Sugita's comments have caused an uproar in Japan, prompting politicians to call out the 51-year-old on social media.
Former Japanese Prime Minister Yukio Hatoyama condemned Sugita's article in a tweet
, stating "You don't need to make a child for there to be love in the world. I want them (the LGBT community) to live their lives with dignity."
Shunsuke Takei, former parliamentary secretary for foreign affairs and currently Sugita's colleague in the Lower House, tweeted
that the politician's article is "not politics but simply hate speech."
According to Japanese media
reports, Sugita claimed in tweets that other senior members in Parliament supported her.
The politician has since deleted her tweets, alleging that
her article provoked death threats from the LGBT community.
This is not the first time that a member of the LDP has expressed anti-LGBT sentiments. In November, a senior member of the same party said that the imperial banquets hosted by Emperor Akhito should refrain from inviting same-sex partners of state guests, according to Kyodo News
Sugita herself has expressed the same anti-LGBT sentiments before. An interview from a talk show in 2015 has resurfaced
in Japanese media, and quotes her voicing incendiary opinions on policies toward LGBT students in schools.
"If we recognize different sexual orientations, that will lead to calls to allow marriage between siblings, marriage between parents and children, or even marriage to pets or machines," she said.

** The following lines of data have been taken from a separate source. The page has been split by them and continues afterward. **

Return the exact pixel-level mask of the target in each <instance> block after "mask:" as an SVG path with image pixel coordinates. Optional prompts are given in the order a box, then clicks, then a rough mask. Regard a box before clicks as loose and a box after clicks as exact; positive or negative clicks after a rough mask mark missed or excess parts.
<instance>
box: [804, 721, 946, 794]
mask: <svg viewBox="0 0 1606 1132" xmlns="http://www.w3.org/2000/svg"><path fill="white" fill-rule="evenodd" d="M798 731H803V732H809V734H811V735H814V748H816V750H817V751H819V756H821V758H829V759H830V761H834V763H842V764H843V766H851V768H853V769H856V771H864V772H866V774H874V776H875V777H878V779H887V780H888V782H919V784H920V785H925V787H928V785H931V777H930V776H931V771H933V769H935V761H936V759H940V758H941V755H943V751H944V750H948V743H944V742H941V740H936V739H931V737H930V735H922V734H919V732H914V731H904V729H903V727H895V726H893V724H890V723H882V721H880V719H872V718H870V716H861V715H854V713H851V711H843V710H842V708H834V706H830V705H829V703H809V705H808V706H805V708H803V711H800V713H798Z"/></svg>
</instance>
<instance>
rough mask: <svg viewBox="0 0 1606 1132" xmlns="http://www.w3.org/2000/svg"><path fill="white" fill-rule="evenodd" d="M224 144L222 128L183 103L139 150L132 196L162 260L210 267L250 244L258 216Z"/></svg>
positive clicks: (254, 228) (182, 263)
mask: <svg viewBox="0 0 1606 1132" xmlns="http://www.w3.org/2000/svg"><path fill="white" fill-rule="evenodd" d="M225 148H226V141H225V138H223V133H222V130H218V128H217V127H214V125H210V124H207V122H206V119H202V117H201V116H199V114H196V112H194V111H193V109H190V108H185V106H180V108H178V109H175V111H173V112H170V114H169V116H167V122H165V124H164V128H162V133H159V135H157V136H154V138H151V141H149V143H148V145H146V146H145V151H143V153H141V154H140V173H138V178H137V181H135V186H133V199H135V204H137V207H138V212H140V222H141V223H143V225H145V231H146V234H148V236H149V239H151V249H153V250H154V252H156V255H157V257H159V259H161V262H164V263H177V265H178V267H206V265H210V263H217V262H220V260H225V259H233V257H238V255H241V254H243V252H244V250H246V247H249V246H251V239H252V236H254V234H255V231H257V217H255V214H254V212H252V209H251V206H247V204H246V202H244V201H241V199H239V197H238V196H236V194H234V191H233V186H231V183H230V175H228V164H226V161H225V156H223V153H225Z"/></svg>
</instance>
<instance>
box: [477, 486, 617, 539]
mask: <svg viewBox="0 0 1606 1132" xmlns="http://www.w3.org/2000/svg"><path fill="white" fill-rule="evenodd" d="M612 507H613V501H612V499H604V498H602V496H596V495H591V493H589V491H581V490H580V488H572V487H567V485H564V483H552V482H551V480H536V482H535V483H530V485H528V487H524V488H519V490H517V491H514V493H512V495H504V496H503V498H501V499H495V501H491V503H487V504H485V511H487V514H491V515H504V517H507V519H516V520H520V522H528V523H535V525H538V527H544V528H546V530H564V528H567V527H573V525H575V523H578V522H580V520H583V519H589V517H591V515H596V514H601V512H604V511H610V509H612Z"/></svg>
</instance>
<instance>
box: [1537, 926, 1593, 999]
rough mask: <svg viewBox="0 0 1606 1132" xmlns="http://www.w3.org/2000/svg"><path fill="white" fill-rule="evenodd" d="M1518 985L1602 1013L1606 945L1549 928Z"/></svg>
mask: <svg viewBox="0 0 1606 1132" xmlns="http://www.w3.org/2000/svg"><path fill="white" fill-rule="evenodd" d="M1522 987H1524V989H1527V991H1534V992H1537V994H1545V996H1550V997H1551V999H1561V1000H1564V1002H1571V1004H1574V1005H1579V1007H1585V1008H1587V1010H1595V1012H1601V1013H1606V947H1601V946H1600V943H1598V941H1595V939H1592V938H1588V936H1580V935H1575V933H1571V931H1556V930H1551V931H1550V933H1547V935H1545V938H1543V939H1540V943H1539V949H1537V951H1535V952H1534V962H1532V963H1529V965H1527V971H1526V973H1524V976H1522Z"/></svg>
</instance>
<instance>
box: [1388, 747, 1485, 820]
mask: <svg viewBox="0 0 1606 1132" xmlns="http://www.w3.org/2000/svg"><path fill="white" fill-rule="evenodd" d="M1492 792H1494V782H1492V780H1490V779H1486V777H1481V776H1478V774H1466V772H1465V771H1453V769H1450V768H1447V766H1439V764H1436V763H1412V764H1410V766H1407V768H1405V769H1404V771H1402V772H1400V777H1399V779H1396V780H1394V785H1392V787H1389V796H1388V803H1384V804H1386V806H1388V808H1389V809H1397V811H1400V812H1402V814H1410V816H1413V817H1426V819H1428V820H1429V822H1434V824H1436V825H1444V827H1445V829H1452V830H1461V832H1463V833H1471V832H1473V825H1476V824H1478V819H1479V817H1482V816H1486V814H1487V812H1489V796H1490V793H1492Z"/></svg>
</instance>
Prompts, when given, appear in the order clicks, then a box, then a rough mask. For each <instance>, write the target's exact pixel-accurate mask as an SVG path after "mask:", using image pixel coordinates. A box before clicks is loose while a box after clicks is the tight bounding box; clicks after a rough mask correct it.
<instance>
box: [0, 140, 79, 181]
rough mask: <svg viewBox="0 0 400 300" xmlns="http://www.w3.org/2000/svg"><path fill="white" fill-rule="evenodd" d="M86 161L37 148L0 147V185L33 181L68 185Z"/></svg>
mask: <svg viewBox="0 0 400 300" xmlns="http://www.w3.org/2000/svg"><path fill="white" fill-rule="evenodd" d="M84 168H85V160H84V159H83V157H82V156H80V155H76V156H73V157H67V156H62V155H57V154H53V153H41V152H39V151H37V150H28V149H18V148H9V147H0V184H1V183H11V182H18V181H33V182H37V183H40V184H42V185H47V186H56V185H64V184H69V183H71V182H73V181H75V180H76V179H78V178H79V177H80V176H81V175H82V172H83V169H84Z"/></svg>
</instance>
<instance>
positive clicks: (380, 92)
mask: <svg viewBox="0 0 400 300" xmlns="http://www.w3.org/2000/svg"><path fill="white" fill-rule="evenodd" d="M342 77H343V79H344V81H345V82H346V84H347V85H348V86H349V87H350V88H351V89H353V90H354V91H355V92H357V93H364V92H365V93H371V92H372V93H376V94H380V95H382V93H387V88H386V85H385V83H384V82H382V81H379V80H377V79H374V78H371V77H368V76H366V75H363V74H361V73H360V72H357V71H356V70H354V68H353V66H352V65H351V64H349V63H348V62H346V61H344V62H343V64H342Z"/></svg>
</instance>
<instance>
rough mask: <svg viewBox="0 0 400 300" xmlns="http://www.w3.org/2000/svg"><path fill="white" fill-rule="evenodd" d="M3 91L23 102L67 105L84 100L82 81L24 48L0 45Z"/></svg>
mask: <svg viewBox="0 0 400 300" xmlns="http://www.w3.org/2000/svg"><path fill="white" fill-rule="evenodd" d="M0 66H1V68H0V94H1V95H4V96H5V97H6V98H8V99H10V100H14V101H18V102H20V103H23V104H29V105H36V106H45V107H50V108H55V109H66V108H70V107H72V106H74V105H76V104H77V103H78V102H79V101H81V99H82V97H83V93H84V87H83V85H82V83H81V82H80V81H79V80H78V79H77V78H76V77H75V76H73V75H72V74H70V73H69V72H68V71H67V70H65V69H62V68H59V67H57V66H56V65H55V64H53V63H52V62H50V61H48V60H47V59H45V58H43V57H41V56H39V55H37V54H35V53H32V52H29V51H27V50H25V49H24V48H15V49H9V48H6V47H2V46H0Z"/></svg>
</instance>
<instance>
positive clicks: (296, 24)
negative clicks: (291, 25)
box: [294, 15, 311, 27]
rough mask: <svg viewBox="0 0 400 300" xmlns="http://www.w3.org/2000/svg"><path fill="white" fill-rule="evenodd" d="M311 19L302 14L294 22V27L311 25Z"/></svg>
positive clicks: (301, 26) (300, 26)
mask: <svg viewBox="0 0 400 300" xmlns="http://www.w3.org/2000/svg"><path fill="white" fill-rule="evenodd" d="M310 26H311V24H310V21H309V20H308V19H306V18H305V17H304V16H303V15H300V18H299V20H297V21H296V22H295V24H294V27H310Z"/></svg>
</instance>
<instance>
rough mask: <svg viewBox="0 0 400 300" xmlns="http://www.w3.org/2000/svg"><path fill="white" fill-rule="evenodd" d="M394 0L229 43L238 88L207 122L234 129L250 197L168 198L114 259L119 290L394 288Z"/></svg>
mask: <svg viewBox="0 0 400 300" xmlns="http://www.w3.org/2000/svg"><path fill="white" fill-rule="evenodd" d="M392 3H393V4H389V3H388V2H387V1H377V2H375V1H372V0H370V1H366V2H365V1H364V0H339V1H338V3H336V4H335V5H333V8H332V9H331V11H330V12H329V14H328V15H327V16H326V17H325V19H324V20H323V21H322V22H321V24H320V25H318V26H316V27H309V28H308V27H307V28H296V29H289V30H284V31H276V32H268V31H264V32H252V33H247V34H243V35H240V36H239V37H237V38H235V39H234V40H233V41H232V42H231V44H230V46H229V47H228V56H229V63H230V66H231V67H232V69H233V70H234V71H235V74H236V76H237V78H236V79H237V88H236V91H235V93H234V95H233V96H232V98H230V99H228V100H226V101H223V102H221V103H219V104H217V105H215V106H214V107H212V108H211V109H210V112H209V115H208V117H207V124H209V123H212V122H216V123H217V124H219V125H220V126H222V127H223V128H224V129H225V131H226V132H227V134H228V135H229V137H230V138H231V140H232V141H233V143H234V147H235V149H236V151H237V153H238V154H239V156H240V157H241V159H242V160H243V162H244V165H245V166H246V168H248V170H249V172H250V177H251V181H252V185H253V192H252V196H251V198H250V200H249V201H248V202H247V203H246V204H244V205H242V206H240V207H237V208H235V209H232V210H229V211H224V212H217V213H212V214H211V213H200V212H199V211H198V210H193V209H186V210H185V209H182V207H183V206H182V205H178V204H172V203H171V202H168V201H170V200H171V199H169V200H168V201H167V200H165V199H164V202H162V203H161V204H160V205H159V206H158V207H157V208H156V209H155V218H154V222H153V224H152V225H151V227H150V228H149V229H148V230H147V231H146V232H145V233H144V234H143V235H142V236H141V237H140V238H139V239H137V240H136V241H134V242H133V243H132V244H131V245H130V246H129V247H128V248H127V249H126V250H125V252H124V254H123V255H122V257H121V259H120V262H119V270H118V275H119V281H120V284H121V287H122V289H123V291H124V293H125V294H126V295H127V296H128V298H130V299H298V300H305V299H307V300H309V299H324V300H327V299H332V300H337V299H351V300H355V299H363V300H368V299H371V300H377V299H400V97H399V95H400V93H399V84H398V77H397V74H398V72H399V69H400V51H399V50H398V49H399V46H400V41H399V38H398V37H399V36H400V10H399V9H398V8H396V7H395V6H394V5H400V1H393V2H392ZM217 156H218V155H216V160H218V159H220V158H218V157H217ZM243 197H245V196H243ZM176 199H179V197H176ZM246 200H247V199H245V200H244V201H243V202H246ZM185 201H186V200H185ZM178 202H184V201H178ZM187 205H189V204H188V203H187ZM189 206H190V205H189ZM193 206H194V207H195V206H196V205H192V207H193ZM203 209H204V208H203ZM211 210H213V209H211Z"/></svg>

Sugita's comments were again brought up at a press conference with LDP Secretary General Toshihiro Nikai on Tuesday, but he did not support or criticize his party member's comments.
"Everybody has their own political stance and philosophy of life. The LDP is made up of members from different fields, representing the entire political spectrum from the right to the left," he said, according to Japanese newspaper Asahi Shimbun
Although Nikai still stressed the need for a diverse society, his views have not appeased Japan's thriving LGBT community, who released a press statement
stating that they plan to storm the LDP headquarters on Friday and protest Sugita's comments.
Japan has yet to legalize same-sex marriage, but same-sex partnerships are recognized in certain Japanese municipalities. Abe's government has also taken an active interest in the growing LGBT community by educating students on gender identity and implementing anti-bullying policies toward LGBT students, according
to the Human Rights Watch.
Japan's first lady, Akie Abe, is known for standing up for LGBT rights and has attended gay pride parades in the past.
Kingston said the prime minister has not commented on Sugita's controversial article in the run up to September's elections.
"The LDP is sitting in a sweet spot right now. Abe is very likely to win the re-election," said Kingston."They'd want to downplay a controversy like this."